Um dem Leser die ganze Tragweite dieser grauenhaften Schlacht nicht nur als ein eben schreckliches Gemetzel näher zu bringen, sondern auch zu zeigen, welche Einzelschicksale hinter jedem Krieg und jeder Schlacht stehen, hat Kammerer die fiktiven Figuren des Publius Annius, einen Gefreiten im Stabsdienst, der nach einer Verwundung als Gerichtsschreiber tätig ist und das germanischen Mädchen Thiudgif, die als Sklavin zu Annius kommt, zum Leben erweckt. Anhand Annius und Thiudgif verdeutlicht die Autorin all die Ereignisse auch von emotionaler Seite und bewirkt damit eine noch bessere Authentizität.
Die Namen der Protagonisten und auch der Nebenfiguren scheinen einem kompliziert und schwer zu merken. Zweifelsohne ist dies so. Meine Annahme, dass die Autorin aber nicht nur einen trivialen Unterhaltungsroman schreiben wollte, sondern dass ihr wirklich wichtig war, Interessierten ein möglichst klares Bild der damaligen Ereignisse wiederzugeben, so dass zumindest das Wenige, das man heute über den Hergang der Varus-Schlacht weiß, nicht auch noch beschneidet, ist für mich eine logische Konsequenz.
In Annius und Thiudgif stellt Iris Kammerer dem Leser zwei Wegbegleiter zur Seite, bei denen er stellvertretend für hunderte Mitbetroffene die ganze Tragik hautnah mitverfolgen kann.


Aufmachung des Buches
Keine gebundene Ausgabe. Das ist wohl das größte Manko an diesem Buch, das eine schöne Hardcoverausgabe auf jeden Fall verdient hätte. Die Taschenbuchausgabe ist jedoch schön aufbereitet und auf dem Umschlag, der in verschieden Farbverläufen von Rot bis Schwarz gehalten ist, prangert in Hochglanz der Helm eines römischen Soldaten.
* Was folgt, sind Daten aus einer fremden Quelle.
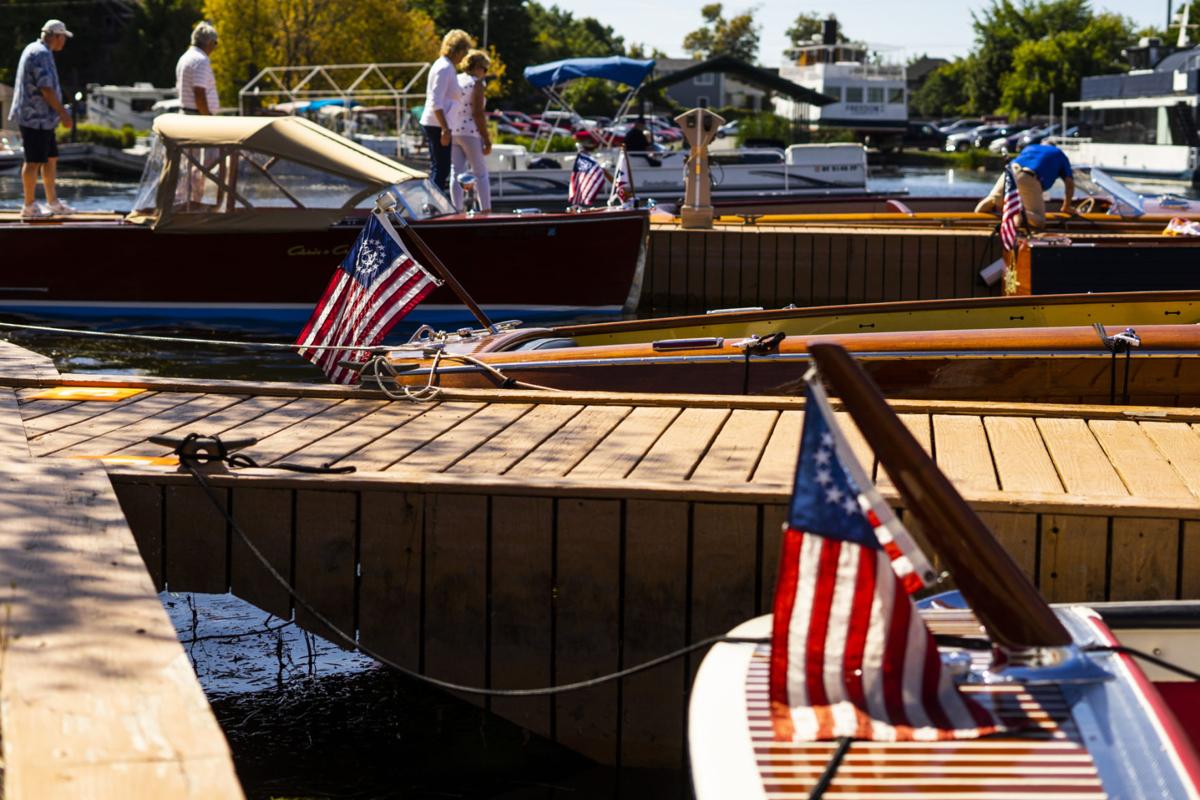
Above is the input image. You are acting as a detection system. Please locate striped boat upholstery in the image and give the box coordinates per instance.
[746,612,1108,800]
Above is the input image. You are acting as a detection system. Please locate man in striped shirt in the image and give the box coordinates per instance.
[175,22,220,114]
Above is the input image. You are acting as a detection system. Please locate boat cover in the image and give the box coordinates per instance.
[524,55,654,89]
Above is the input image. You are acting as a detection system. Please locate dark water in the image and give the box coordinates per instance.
[7,169,1190,800]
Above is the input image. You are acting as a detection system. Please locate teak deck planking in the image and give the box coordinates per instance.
[0,347,1200,766]
[641,222,1001,314]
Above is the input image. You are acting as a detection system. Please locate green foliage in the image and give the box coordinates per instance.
[908,59,971,118]
[493,133,577,152]
[784,11,846,60]
[683,2,758,64]
[738,113,792,148]
[54,122,138,150]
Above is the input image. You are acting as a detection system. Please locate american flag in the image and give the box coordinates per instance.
[769,377,1001,741]
[296,213,439,384]
[608,150,634,205]
[566,152,604,205]
[1000,167,1021,249]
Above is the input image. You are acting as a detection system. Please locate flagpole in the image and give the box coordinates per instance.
[809,344,1072,652]
[373,192,499,333]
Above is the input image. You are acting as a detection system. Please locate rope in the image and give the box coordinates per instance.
[168,438,769,697]
[0,323,388,353]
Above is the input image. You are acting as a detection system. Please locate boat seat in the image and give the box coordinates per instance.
[516,336,576,350]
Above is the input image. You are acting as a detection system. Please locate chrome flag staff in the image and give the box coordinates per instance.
[769,371,1001,741]
[566,152,605,206]
[296,209,442,384]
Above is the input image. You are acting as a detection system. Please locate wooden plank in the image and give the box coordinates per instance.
[359,492,425,669]
[450,404,583,475]
[1108,517,1180,600]
[488,498,554,736]
[341,402,485,470]
[30,392,199,456]
[163,485,229,594]
[568,405,680,477]
[236,399,386,467]
[1037,417,1129,497]
[1038,515,1109,602]
[754,411,804,485]
[59,395,246,456]
[508,405,634,477]
[1139,422,1200,497]
[1087,420,1192,498]
[691,409,779,483]
[422,494,488,704]
[979,511,1038,584]
[934,414,1000,491]
[620,500,688,769]
[392,403,533,473]
[293,489,359,648]
[1180,519,1200,600]
[0,459,242,800]
[688,503,758,686]
[983,416,1062,493]
[114,483,164,591]
[288,402,432,467]
[554,498,622,764]
[629,408,730,480]
[229,488,294,619]
[0,389,30,458]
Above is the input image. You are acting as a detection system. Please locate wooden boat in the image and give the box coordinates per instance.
[0,114,648,330]
[389,293,1200,404]
[689,347,1200,800]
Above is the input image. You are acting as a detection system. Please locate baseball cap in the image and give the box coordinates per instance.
[42,19,74,38]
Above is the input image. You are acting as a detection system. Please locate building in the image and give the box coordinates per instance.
[774,18,908,133]
[1057,40,1200,184]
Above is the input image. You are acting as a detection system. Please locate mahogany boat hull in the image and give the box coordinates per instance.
[0,211,647,330]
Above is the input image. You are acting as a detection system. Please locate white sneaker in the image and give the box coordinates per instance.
[20,203,53,219]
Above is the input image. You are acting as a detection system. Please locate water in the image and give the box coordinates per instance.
[0,168,1190,800]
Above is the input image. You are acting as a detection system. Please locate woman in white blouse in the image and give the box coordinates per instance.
[450,50,492,211]
[421,30,470,192]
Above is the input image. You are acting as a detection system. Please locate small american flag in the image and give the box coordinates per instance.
[608,150,634,206]
[566,152,604,205]
[769,375,1001,741]
[1000,167,1021,249]
[296,213,439,384]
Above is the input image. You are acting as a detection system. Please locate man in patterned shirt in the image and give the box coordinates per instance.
[8,19,74,219]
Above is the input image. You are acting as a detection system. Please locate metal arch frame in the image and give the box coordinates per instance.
[238,61,430,156]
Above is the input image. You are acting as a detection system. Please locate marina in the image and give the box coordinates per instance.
[0,0,1200,800]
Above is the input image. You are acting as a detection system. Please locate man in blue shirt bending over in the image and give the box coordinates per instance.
[976,144,1075,228]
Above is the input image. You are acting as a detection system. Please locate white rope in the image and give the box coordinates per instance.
[0,323,389,353]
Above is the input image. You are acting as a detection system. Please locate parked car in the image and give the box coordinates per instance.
[937,119,983,136]
[902,121,946,150]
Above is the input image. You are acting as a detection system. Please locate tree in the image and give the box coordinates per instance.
[784,11,846,60]
[683,2,758,64]
[908,59,971,118]
[204,0,439,104]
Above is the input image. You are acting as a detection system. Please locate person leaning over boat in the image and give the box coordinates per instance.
[175,22,220,115]
[8,19,74,219]
[976,144,1075,228]
[421,29,470,194]
[450,50,492,211]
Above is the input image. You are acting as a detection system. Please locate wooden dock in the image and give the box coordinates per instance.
[0,340,1200,768]
[0,347,242,800]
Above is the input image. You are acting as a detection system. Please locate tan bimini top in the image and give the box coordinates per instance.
[128,114,446,230]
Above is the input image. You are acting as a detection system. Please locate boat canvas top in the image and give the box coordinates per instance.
[127,114,451,231]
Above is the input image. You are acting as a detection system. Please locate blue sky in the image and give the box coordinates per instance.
[548,0,1180,66]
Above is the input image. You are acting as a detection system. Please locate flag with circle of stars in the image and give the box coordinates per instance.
[787,393,881,549]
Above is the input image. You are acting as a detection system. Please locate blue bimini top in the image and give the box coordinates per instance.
[524,55,654,89]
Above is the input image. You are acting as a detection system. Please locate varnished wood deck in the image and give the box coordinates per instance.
[0,340,1200,766]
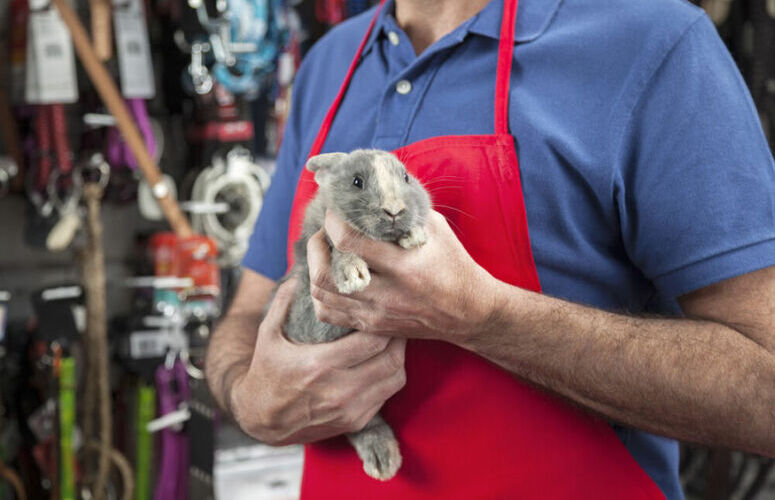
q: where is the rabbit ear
[307,153,347,172]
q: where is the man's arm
[206,268,275,412]
[309,213,775,456]
[462,268,775,456]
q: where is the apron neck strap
[308,0,518,158]
[308,0,385,158]
[495,0,518,134]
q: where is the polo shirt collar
[364,0,563,54]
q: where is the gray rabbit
[284,150,430,481]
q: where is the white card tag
[113,0,156,99]
[129,330,188,359]
[24,2,78,104]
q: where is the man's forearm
[464,284,775,456]
[205,269,275,412]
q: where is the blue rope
[213,0,289,96]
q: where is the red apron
[288,0,663,500]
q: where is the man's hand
[307,211,496,343]
[227,281,406,445]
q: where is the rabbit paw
[398,227,428,249]
[359,437,401,481]
[333,255,371,295]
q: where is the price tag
[129,330,188,359]
[25,1,78,104]
[113,0,156,99]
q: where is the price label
[129,330,188,359]
[113,0,156,99]
[24,2,78,104]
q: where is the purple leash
[153,359,191,500]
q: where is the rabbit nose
[382,208,406,222]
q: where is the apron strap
[308,0,385,158]
[308,0,518,153]
[495,0,518,134]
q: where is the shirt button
[396,80,412,95]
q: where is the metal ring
[81,153,110,189]
[46,166,83,210]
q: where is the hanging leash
[82,168,119,500]
[189,148,270,267]
[149,355,191,500]
[105,99,159,170]
[194,0,289,98]
[51,0,192,236]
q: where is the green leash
[135,384,156,500]
[59,357,75,500]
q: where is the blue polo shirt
[243,0,775,499]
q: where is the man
[207,0,775,498]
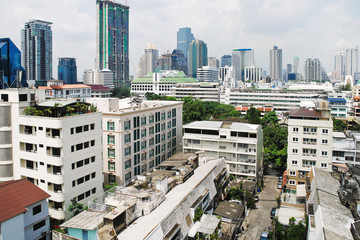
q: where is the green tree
[333,118,347,132]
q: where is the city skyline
[0,0,360,80]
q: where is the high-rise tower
[189,39,208,78]
[96,0,129,87]
[270,46,282,81]
[21,20,52,81]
Das Buch ist in 25 Kapitel eingeteilt und am Ende des Buches findet man ein ausführliches Nachwort der Autorin, die Übersetzung des Eingangszitates, mit dem das Buch eingeleitet wird, ein Personenverzeichnis und eine Zeittafel. Als Bonus wurden am Beginn des Buches zwei Karten, eine von „Germania Magna“ und eine von „Belgica“, eingefügt. Auf diesen findet man die römischen Militäranlagen in augustinischer/tiberischer Zeit.


Fazit
Kein leichtes Buch. Kein einfaches Buch und auch kein unterhaltsames Buch.
"Varus" von Iris Kammerer gewährt einen tiefen Einblick in ein Ereignis, dessen Auswirkungen noch heute nicht zu begreifen sind. Was wäre, wenn Varus die Schlacht gewonnen hätte? Wie würde Deutschland heute aussehen? Wo wären heute die Landesgrenzen, wie wäre die Kultur? Fragen, auf die es keine Antwort gibt.
Leser, die sich für die Vergangenheit und vor allem für Geschichte interessieren, werden mit diesem Buch einen prägenden Einblick in das Geschehen vor 2000 Jahren erhalten. Wer jedoch leichte Unterhaltung sucht, wird mit diesem Buch nicht glücklich sein.
„Varus“ lässt einen nachdenklich und aufgewühlt zurück, obwohl - oder gerade deshalb - es weder blutrünstig noch äußerst brutal geschrieben ist.
Ein Buch, welches uneingeschränkt zu empfehlen ist!